Ho sempre amato moltissimo leggere, fin da piccola, con una felicità di immaginazione immensa: e ringrazio i miei genitori, i miei nonni, i miei insegnanti, per avermi incoraggiata a coltivare questa passione che mi potrà accompagnare con gioia fino agli ultimi giorni, come è stato per tutti i grandi vecchi della mia famiglia. Anche quando siamo ammalati – purché mentalmente vivi – il libro resta un potentissimo analgesico della fatica di vivere. E’ un piacere squisito, ma anche un allenamento all’indipendenza di pensiero, alla capacità di esplorare altri mondi possibili, alla bellezza di sentimenti, di espressioni e di parole, di poesia, di visioni dell’esistenza, alla riflessione sul proprio significato nel mondo.

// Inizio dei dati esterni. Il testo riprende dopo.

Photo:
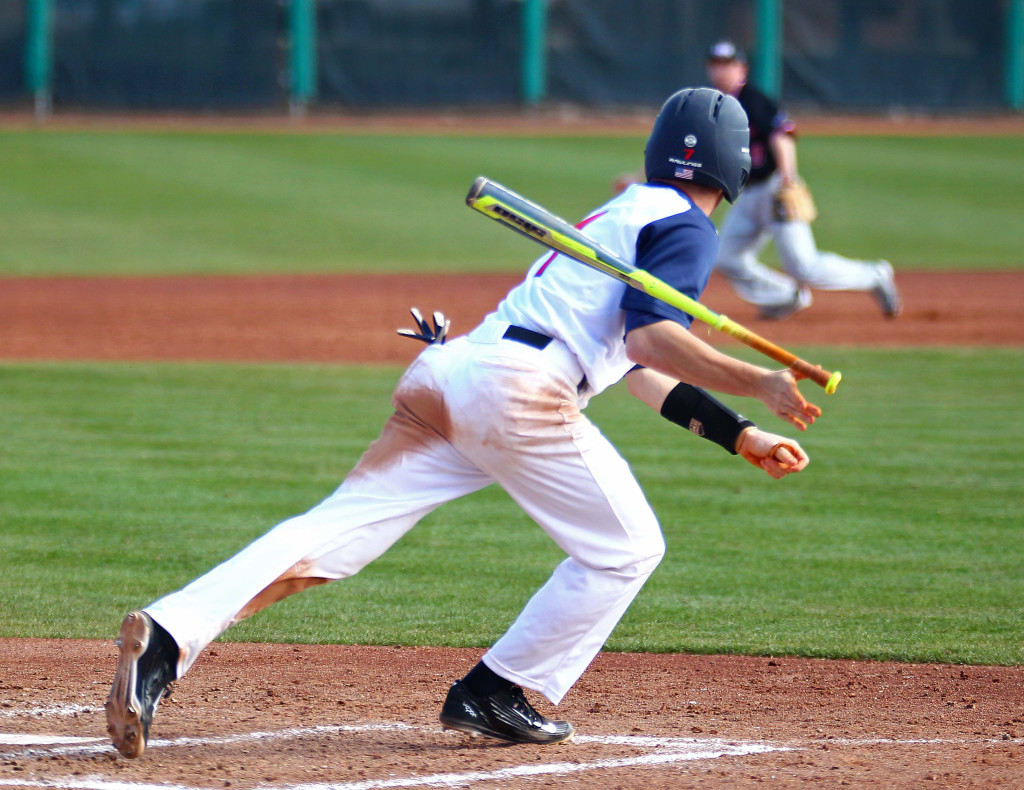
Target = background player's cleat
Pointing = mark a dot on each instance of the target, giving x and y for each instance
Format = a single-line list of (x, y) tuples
[(886, 292), (505, 715), (801, 300), (146, 665)]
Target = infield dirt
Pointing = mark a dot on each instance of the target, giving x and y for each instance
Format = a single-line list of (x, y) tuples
[(350, 716)]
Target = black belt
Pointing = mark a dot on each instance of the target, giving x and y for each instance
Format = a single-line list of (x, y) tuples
[(526, 336), (536, 339)]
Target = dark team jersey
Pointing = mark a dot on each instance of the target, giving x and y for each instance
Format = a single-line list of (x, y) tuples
[(765, 118), (679, 250)]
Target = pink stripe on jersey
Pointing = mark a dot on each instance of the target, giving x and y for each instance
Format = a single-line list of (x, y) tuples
[(580, 225)]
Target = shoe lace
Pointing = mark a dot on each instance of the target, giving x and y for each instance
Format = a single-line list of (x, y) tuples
[(520, 704)]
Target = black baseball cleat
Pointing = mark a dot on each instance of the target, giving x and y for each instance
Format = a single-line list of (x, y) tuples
[(146, 665), (505, 715)]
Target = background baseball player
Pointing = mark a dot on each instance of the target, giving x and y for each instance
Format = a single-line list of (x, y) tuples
[(503, 405), (777, 205)]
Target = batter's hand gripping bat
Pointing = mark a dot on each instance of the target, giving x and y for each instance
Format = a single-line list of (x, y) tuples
[(501, 203)]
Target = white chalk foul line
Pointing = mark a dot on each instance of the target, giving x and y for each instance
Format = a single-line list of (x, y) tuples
[(698, 751), (669, 750), (49, 710), (17, 739)]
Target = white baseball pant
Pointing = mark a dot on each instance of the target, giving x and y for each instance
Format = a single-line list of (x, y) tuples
[(751, 223), (477, 410)]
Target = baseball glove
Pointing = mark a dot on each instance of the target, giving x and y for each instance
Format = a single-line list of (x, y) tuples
[(794, 203), (426, 333)]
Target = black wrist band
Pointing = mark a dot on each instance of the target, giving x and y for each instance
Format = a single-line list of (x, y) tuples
[(699, 413)]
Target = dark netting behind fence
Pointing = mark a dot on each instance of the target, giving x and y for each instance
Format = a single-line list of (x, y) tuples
[(195, 54), (11, 51), (419, 52), (859, 54), (604, 51), (894, 53)]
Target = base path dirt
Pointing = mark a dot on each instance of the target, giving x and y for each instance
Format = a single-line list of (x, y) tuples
[(350, 717), (342, 717), (340, 318)]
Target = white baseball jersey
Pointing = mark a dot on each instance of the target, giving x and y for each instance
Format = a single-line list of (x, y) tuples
[(582, 306)]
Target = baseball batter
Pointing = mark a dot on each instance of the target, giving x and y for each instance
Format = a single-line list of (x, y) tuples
[(505, 405), (776, 205)]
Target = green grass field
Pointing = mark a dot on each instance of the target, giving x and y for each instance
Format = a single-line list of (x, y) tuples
[(81, 203), (122, 482)]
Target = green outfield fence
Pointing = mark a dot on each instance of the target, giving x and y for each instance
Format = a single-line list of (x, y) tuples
[(222, 54)]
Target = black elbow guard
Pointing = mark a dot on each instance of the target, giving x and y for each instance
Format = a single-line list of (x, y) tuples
[(699, 413)]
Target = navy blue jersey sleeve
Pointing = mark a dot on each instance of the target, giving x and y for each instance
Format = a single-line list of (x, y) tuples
[(679, 250)]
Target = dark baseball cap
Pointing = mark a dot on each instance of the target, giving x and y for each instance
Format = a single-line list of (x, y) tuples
[(725, 51)]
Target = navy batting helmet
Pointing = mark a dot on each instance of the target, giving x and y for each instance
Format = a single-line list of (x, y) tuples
[(700, 135)]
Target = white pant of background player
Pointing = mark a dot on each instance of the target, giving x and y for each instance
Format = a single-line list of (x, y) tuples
[(475, 411), (751, 223)]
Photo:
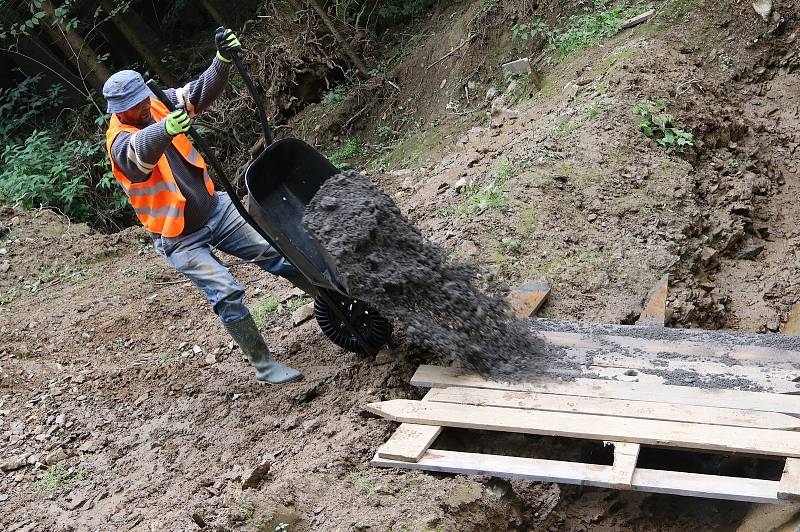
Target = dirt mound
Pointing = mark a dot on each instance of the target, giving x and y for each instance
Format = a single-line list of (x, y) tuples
[(384, 260)]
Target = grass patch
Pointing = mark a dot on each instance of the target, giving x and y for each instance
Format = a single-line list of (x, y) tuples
[(57, 477), (296, 302), (528, 221), (162, 357), (589, 28), (262, 308)]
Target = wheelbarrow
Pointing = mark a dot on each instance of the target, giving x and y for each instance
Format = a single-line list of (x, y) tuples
[(280, 183)]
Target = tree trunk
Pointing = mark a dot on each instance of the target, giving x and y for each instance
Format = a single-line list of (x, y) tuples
[(213, 13), (354, 57), (129, 25), (77, 49), (35, 58)]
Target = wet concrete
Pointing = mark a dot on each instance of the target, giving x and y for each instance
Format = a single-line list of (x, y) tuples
[(384, 260)]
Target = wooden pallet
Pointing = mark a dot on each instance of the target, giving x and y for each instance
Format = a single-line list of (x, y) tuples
[(628, 415)]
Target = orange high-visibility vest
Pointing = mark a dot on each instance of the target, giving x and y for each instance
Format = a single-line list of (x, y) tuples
[(158, 201)]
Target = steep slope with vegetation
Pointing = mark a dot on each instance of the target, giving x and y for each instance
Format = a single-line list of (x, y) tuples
[(666, 148)]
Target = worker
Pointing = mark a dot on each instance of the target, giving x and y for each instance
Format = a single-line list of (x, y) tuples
[(167, 183)]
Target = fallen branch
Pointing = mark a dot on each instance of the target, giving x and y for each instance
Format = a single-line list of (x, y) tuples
[(451, 52), (638, 19)]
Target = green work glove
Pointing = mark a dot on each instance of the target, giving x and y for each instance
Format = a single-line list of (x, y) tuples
[(227, 44), (177, 122)]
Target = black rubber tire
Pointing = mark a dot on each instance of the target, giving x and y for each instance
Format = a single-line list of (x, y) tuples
[(375, 328)]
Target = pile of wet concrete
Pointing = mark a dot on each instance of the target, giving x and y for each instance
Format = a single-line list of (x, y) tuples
[(384, 260)]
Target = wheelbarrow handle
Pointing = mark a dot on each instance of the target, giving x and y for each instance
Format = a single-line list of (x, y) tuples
[(262, 115)]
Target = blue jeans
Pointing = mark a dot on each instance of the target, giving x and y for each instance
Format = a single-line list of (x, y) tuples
[(226, 231)]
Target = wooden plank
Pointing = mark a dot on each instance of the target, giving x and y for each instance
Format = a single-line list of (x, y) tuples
[(625, 458), (686, 347), (609, 428), (655, 311), (434, 376), (777, 379), (615, 407), (789, 487), (410, 441), (792, 326), (671, 482), (528, 298)]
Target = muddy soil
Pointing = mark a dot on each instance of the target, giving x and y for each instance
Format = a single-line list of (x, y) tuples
[(123, 405), (385, 261)]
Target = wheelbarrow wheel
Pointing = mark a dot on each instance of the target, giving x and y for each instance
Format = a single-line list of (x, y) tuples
[(374, 328)]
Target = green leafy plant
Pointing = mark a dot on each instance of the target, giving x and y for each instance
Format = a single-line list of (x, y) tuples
[(510, 244), (598, 22), (659, 125), (263, 308), (73, 176), (57, 477), (526, 31), (491, 196), (296, 302), (22, 105), (351, 149)]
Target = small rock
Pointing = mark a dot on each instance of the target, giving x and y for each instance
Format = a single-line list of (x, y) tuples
[(290, 423), (76, 502), (311, 425), (763, 8), (56, 456), (751, 251), (253, 478), (469, 248), (14, 463), (303, 314)]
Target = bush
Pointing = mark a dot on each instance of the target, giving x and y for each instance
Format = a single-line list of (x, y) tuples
[(73, 177), (20, 106)]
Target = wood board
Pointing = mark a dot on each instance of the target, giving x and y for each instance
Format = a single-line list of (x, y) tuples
[(614, 407), (609, 428), (434, 376), (657, 481)]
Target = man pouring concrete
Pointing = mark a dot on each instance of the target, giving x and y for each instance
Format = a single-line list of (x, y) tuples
[(168, 185)]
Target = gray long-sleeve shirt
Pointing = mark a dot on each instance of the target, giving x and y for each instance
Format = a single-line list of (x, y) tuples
[(135, 154)]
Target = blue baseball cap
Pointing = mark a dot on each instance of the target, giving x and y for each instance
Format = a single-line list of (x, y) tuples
[(125, 89)]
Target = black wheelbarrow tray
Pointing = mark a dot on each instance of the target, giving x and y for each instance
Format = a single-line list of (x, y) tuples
[(281, 182)]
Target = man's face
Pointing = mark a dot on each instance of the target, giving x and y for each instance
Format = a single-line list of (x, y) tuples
[(138, 115)]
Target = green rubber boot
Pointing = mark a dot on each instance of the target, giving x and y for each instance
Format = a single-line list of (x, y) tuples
[(269, 370)]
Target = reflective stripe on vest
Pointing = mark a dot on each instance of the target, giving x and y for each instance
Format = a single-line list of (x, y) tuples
[(159, 212), (158, 201), (151, 190)]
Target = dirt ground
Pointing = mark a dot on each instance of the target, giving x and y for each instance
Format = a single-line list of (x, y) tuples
[(124, 406)]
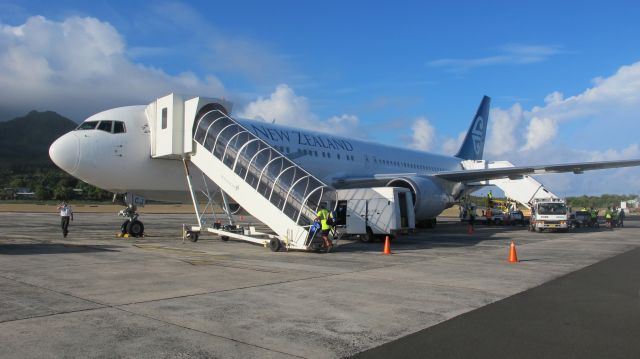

In Italia, legge il 72% dei bambini e adolescenti tra i 6 e i 14 anni, se i genitori leggono; cala al 39% se i genitori non leggono. Chi legge, appartiene per definizione a un ceto superiore, il ceto colto, dotato di secolare prestigio. Perché frequenta (anche) mondi diversi dal tangibile, dal terreno, dal concreto, preziosi per immaginare poi cambiamenti sostanziali della realtà quotidiana. Pensati prima nel grembo psichico, e poi agiti.
L’originalità, il colpo di genio, sta nell’aver unito il più forte simbolo dell’individualità e dell’interiorità, il libro, con il suo opposto, la protesta di piazza. Scegliamo di leggere, ancora, e appassioniamo i nostri piccoli a leggere, per farne davvero uomini e donne liberi, nella mente e nella vita. Capaci di scelte indipendenti e di opposizione costruttiva.